Rapid Progress In Artificial Intelligence
Innovation in the field of artificial intelligence (AI) is rapid. Developments that were new and exciting 10 years ago such as deep learning are now the status quo when it comes to best practices. At the intersection of science and technology, AI practitioners are determined to make progress and change the way society works.
Just a few years from now, modern AI will look different.
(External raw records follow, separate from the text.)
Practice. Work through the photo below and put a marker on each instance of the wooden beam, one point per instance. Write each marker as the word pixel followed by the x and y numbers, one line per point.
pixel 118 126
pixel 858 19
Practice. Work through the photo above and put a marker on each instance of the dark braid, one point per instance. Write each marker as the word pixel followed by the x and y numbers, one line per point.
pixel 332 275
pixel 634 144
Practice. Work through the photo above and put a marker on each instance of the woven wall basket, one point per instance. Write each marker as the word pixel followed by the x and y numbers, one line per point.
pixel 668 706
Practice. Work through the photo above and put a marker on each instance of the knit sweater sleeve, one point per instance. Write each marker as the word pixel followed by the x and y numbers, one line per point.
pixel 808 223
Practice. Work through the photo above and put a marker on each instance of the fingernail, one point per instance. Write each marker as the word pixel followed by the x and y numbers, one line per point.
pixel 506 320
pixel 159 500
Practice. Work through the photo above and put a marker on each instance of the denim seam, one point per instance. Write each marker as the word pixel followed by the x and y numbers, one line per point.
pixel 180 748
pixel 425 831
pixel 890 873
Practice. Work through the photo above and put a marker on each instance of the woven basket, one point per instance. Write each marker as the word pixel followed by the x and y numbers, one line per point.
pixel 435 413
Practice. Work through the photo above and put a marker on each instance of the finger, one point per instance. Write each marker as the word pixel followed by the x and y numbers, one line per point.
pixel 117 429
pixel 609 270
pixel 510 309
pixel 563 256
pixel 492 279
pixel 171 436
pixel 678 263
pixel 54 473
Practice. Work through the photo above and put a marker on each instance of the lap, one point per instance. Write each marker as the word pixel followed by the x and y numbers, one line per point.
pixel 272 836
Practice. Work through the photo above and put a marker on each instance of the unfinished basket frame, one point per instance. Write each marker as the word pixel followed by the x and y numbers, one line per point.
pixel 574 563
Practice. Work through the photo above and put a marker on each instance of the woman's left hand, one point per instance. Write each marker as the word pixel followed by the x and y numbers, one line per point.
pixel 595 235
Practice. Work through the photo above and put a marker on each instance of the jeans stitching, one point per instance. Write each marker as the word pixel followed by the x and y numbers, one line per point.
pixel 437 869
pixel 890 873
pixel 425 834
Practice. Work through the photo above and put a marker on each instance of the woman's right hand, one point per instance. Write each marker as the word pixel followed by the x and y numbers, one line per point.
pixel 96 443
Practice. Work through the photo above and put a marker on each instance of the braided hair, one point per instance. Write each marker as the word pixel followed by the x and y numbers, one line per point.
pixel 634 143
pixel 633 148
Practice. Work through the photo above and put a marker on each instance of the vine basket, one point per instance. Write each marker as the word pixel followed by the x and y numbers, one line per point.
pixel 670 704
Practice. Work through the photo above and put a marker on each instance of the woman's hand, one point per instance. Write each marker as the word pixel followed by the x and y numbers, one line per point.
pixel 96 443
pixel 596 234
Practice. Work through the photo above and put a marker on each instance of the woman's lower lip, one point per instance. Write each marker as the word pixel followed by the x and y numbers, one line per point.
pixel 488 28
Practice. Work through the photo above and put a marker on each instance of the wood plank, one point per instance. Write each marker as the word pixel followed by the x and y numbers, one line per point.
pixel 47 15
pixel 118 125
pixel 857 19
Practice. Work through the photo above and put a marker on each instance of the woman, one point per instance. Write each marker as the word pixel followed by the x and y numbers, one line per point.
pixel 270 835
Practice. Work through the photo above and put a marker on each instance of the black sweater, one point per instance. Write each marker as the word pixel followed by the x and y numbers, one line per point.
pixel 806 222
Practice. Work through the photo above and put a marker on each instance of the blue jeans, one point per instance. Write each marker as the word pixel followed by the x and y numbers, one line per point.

Some methods used today will be obsolete and new ideas will redefine the field. Research that is in nascent stages today will come to define the art of the possible for tomorrow.
Future Developments In AI
1. Unsupervised Learning
These days, the current paradigm in AI is supervised learning. Supervised learning involves human “supervisors” curating data sets with predefined categories for AI models. The human element of supervised learning is expensive and time consuming. Manually labeling data points creates a bottleneck in the process. It also places predefined limitations on AI on concepts and categories. AI can only operate on the given information and relationships in a data set given by supervised algorithms. The future of AI includes unsupervised learning which removes human guidance from the process. The premise of unsupervised learning is that it would operate much like human cognition does by exploring the world. A system forms an understanding of the environment from observing patterns and relationships in parts of the environment. Unsupervised learning is “learning everything from everything else” and it already has had transformative results in Natural Language Processing (NLP) and holds the key to developing human-level AI.
2. Federated Learning
Data is the currency of AI. This makes data privacy an integral issue in the successful execution of AI models. Data privacy is regulated by various laws and regulations. Therefore, the practice of federated learning is focused on enabling AI models to learn from a diverse set of datasets without compromising privacy. For modern AI models, the traditional practice is to gather datasets in one place such as the cloud to train the model on the data. This is nota practical or efficient approach in today’s data environment which has security and privacy regulations about creating a central data repository. Federated learning was first studied by researchers at Google and has gained significant interest in the field. In application, federated learning has made tremendous gains in fields like healthcare. Healthcare is a highly regulated industry with laws like HIPAA guarding sensitive patient information. The use of federated learning has enabled AI practitioners to develop lifesaving AI tools without privacy breaches.
3. Nuance In AI
In the last decade, we have witnessed the golden age of AI. In the arena of work, AI is defining the future of what is possible and what can be imagined when it comes to automation. NLP is also having a moment with advancements in parallelization. Parallelization occurs when all tokens in a sequence of text are analyzed at once rather than sequentially. This improves the accuracy and speed of AI models. Furthermore, even the US military has made advancements in AI by developing algorithms which can detect sarcasm in text. The military uses this capability to analyze the intent and content of social media posts in countries of interest. A new wave of AI capabilities is being worked on including ambiguities, colloquialism, and the evolution of language.
The future of AI is here, and it looks promising for advancements in supervised learning, federated learning, and nuance of language in NLP practices.